À Séoul, des manifestants réclament de nouvelles élections après des pénuries de bulletins de vote qui ont perturbé le scrutin de samedi. Cette instabilité politique ajoute de l'incertitude sur un marché déjà fébrile. Le $KOSPI a chuté de 3,2% vendredi, entraînant l'ensemble des indices émergents asiatiques dans son sillage. #marchesemergents
L'Indonésie face à une crise de confiance
L'Indonésie traverse une "crise de confiance" selon Bloomberg, alors que les traders décodent les orientations politiques du président Prabowo. Les capitaux étrangers fuient le pays, la roupie indonésienne recule et les obligations souveraines sont sous pression. Le slogan "Sell Indonesia" se répand sur les desks de trading londoniens et new-yorkais.
L'Inde n'est pas épargnée. Après le scandale Rajesh Exports à 158 milliards$ qui a secoué la confiance des investisseurs, la Reserve Bank of India maintient ses taux mais abaisse ses prévisions de croissance. Les hausses répétées des prix du gaz de cuisine pèsent sur la consommation des ménages.
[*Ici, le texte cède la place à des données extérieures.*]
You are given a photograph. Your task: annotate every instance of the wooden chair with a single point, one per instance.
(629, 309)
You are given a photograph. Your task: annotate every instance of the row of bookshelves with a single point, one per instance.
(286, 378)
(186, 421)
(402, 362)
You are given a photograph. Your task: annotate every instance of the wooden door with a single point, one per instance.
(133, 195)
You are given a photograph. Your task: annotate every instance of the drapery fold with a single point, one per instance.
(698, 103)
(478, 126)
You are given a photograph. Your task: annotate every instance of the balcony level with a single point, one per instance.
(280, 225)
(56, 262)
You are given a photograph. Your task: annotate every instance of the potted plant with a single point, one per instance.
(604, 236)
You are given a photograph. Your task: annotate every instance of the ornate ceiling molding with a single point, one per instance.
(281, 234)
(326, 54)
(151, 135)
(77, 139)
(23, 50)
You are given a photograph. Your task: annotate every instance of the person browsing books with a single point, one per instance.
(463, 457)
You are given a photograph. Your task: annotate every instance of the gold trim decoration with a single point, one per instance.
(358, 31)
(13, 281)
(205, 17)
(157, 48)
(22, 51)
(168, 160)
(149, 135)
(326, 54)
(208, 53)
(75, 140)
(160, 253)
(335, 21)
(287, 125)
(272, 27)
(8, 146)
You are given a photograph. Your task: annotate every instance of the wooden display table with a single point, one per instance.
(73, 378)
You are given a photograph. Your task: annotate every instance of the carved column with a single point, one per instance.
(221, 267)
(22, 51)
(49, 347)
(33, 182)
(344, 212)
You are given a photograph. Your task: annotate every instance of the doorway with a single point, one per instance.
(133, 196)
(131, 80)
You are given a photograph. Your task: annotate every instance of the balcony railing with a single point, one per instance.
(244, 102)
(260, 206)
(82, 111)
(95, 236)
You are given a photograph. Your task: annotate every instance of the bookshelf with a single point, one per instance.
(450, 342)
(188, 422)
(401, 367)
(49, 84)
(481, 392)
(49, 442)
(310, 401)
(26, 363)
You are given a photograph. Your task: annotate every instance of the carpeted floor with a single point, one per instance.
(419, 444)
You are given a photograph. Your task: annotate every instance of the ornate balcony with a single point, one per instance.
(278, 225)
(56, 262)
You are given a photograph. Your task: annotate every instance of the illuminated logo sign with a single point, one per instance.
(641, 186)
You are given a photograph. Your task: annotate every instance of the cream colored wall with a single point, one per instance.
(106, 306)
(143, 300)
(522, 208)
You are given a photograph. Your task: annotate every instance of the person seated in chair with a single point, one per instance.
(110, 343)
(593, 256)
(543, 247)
Pétrole et or : les matières premières se reconfigurent
Le pétrole brut interrompt deux semaines consécutives de baisse après que les espoirs d'un cessez-le-feu au Moyen-Orient se sont évanouis. Les stocks stratégiques américains au plus bas depuis 2004 créent une tension structurelle qui pourrait alimenter de nouveaux chocs de prix si le conflit s'intensifie. Trafigura, géant du négoce de matières premières, avertit d'un "point de bascule" sur les marchés énergétiques.
Igor Sechin, patron de Rosneft, a déclaré dimanche que les compagnies américaines "bénéficient de la fermeture du détroit d'Ormuz", suggérant que la hausse des prix profite aux producteurs domestiques US au détriment des importateurs asiatiques et européens. Cette géopolitique du pétrole redessine les flux commerciaux mondiaux. #commodites #petrole
L'or et la stratégie chinoise
La banque centrale chinoise prolonge ses achats d'or pour le 19e mois consécutif, accumulant des réserves record face aux incertitudes géopolitiques et monétaires. Pourtant, le cours de l'or ($XAUUSD) recule vendredi après le jobs report, pénalisé par la force du dollar et la hausse des taux réels anticipés. UBS prévient que l'or fait face à des "vents contraires à court terme" mais réaffirme que les moteurs structurels — achats des banques centrales, incertitude géopolitique — devraient porter le métal jaune vers de nouveaux sommets d'ici fin 2026.
La semaine à venir sera déterminante pour confirmer ou infirmer le basculement monétaire amorcé vendredi. Les investisseurs surveilleront de près les prises de parole des membres de la Fed pour évaluer la probabilité réelle d'une hausse de taux en décembre. Du côté européen, les données d'inflation de juin et les minutes de la dernière réunion BCE apporteront des indices sur la trajectoire future de la politique monétaire.
Sur les marchés actions, la question est de savoir si la correction actuelle est un simple ajustement technique ou le début d'une phase baissière plus durable. Le niveau des 5 200 points sur le $SPX constitue un support technique majeur à surveiller cette semaine. Pour le Bitcoin, le seuil psychologique des 60 000$ reste la ligne de défense des bulls — une cassure durable ouvrirait la voie à un test des 55 000$. Les prochains jours diront si les marchés ont surréagi au jobs report ou si nous assistons réellement à un changement de régime monétaire et économique.